The Surprisingly Rich and Ancient History of Amman
Amman has a rich and ancient history housing many civilizations dating back to ancient times. First recorded was during the Neolithic period when discovered artwork suggests a settled life and a well-developed civilization. After that, Amman was called Rabat Ammon by the Ammonites. The Assyrians conquered it, followed the Persians and then Macedonians who changed its name to Philadelphia which later became part of the Nabatean Kingdom up until 106 AD when it came under Roman control and joined the Decapolis, a group of 10 cities sharing a similar language and strategically located at the eastern corner of the Roman Empire. The Byzantine era came after and churches from this period are still present.
The name Amman came during the Ghassanian era in the early 3rd century, drawing from the ancient name of Rabat Amon. The city saw a period of growth and prosperity during the early 7th century under the Caliphates of Umayyads (in Damascus) and Abbasids (in Baghdad) which also contributed to the spread and establishment of Islam in the area. It is during this time that the magnificent desert castles in eastern Jordan and the Umayyad Palace on Amman’s Citadel were built.
After the Umayyads and Abbasids, the city underwent a long period of decline marked by several earthquakes and natural disasters and conquests respectively by the Crusader Kingdom of Jerusalem, the Ayyubid dynasty, the Mamluk Sultanate, and lastly by the Ottomans. It was only in 1878 that the Circassians arrived from the Caucasus region of western Asia due to Southward Russian expansion and re-built the city, thus contributing to the start of Amman’s ‘modern’ history.
The Hejaz railway during the Ottoman period also helped, as it linked Damascus and Medina; a development which made Amman a major station and put it back on the commercial map.

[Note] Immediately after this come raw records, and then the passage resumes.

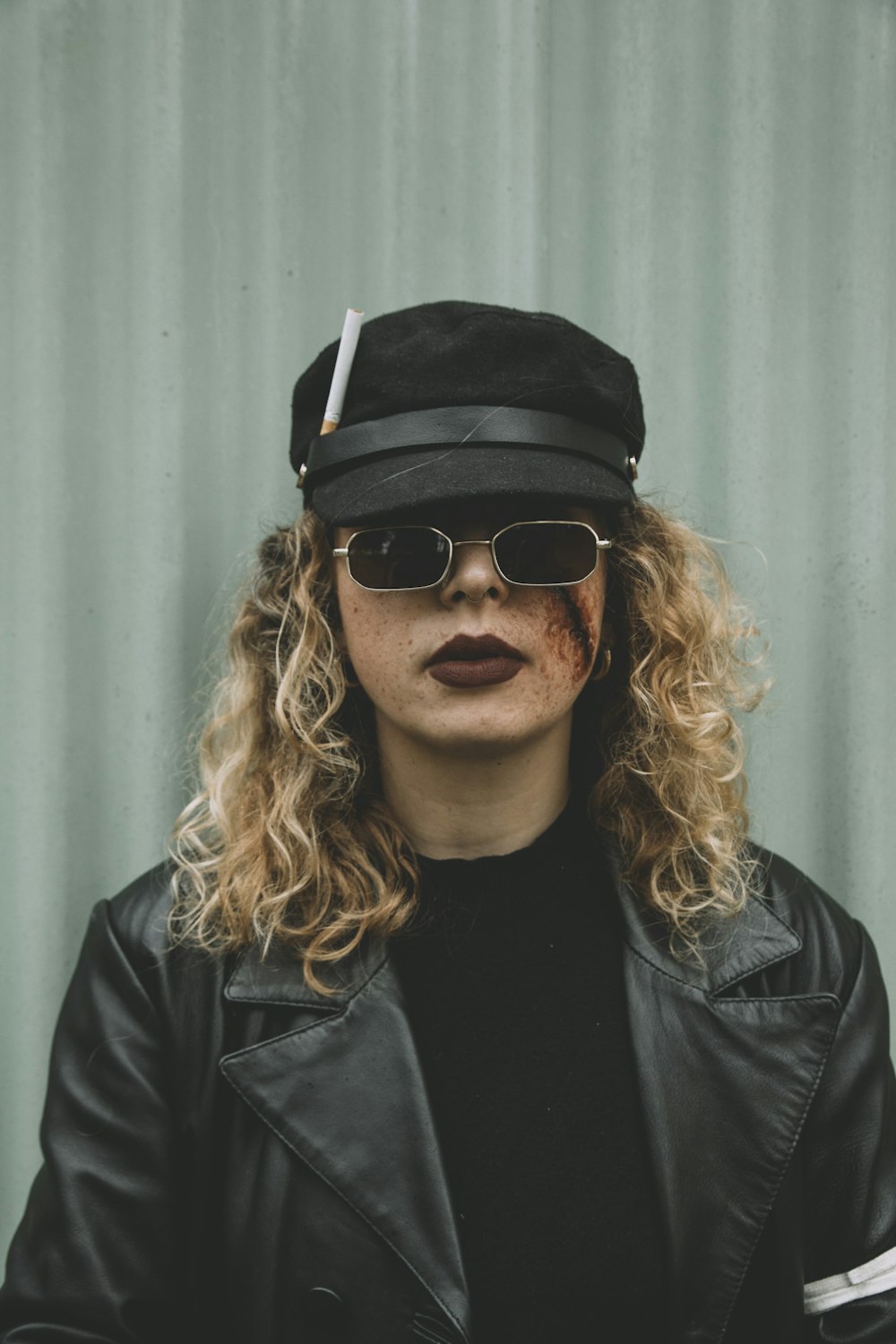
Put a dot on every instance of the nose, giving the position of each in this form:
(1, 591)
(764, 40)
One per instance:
(473, 577)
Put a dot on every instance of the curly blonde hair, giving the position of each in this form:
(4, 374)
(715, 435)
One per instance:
(289, 838)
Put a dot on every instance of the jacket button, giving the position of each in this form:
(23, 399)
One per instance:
(324, 1314)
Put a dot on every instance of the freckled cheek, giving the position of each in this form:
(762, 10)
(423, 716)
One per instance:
(381, 647)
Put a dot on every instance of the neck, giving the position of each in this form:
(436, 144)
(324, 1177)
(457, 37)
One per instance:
(454, 806)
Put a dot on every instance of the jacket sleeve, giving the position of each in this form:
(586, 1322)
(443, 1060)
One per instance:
(94, 1257)
(850, 1175)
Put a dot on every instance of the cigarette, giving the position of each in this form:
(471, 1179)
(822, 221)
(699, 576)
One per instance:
(344, 357)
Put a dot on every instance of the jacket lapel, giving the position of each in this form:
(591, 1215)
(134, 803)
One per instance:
(347, 1093)
(726, 1083)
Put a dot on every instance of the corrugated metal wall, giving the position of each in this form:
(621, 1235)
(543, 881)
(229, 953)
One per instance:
(194, 191)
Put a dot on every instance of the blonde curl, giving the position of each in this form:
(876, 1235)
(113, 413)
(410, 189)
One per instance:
(288, 836)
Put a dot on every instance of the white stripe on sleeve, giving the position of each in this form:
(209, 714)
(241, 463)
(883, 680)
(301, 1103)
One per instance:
(874, 1277)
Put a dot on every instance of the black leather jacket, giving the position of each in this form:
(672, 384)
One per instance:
(230, 1156)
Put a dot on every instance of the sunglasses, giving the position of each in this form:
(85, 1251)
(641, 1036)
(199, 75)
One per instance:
(538, 554)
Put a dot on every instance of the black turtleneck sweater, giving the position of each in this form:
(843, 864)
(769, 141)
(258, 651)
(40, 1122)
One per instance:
(512, 973)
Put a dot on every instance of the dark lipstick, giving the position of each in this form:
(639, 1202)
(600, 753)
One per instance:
(469, 660)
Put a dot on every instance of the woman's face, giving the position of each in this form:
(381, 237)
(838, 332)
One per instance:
(492, 702)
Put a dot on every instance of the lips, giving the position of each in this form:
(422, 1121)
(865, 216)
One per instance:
(474, 660)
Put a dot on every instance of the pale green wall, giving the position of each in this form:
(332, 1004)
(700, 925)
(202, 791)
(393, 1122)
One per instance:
(193, 194)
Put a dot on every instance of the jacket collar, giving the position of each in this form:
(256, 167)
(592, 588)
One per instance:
(732, 948)
(726, 1081)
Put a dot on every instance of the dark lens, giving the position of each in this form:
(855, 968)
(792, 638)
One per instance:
(546, 553)
(398, 556)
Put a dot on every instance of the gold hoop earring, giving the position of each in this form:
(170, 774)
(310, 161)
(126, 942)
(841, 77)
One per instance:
(606, 659)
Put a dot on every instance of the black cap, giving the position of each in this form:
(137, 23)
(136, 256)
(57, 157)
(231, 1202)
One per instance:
(452, 400)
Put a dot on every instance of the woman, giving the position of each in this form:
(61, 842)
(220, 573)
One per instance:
(474, 1016)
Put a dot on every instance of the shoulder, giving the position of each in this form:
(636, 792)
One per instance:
(134, 930)
(139, 916)
(831, 941)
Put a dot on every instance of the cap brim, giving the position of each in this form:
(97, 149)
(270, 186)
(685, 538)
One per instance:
(437, 476)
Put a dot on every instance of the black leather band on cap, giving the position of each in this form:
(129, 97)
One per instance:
(452, 426)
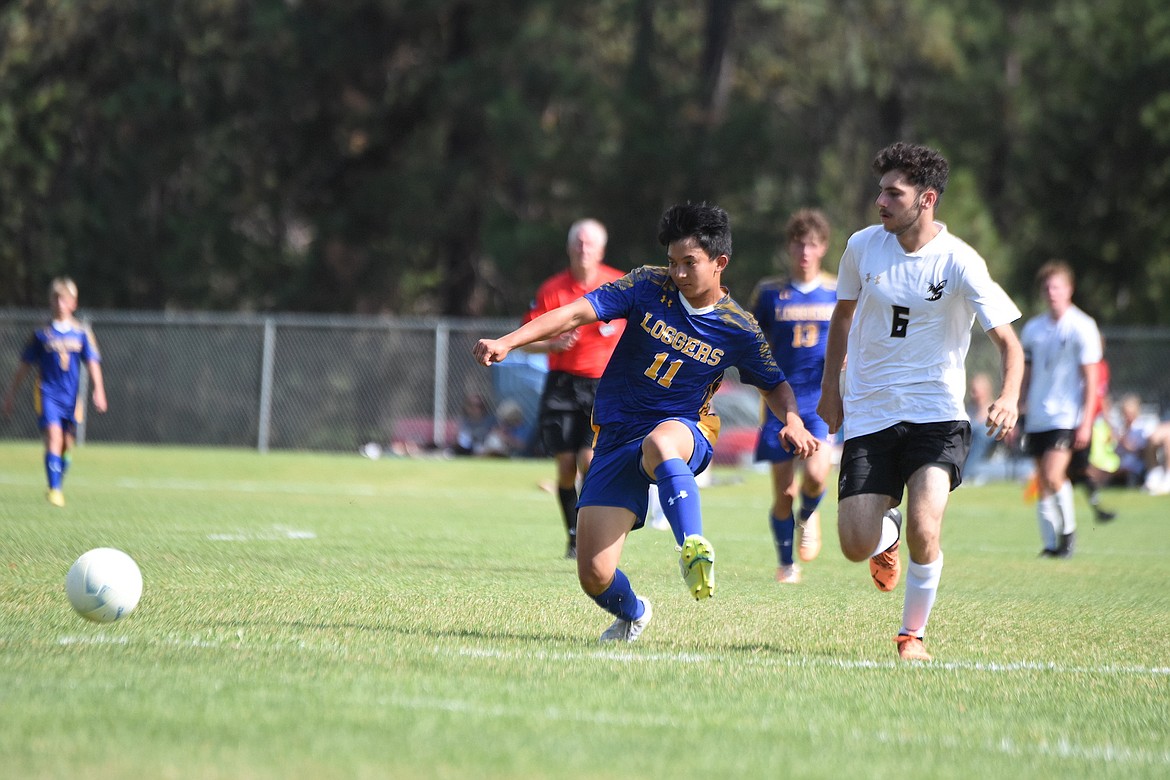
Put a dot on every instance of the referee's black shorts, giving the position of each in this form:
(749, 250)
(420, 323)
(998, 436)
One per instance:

Due to its strategic role, the city was also at the centre of the Middle Eastern theatre of World War I and the Arab Revolt in the First and Second Battle of Amman which resulted in the British mandate over Jordan.
Modern Jordan was founded by King Abdullah I after World War I. It was ruled by his grandson, The Late King Hussein, for 46 years until his death in 1999, when his son King Abdullah II assumed the throne. Jordan has grown into a modern nation that has enjoyed a remarkable measure of peace, stability and economic growth in recent decades. Jordan’s progress is reflected in the urban and demographic development of Amman, which grew in less than a century from a small Circissian village of less than 10.000 inhabitants to one of the most populous Middle Eastern cities with more than 4 million people. Hosting many nationalities from neighbouring countries arriving during the frequent crisess in the region, Amman today provides a rich representation of Middle Eastern culture, society and history.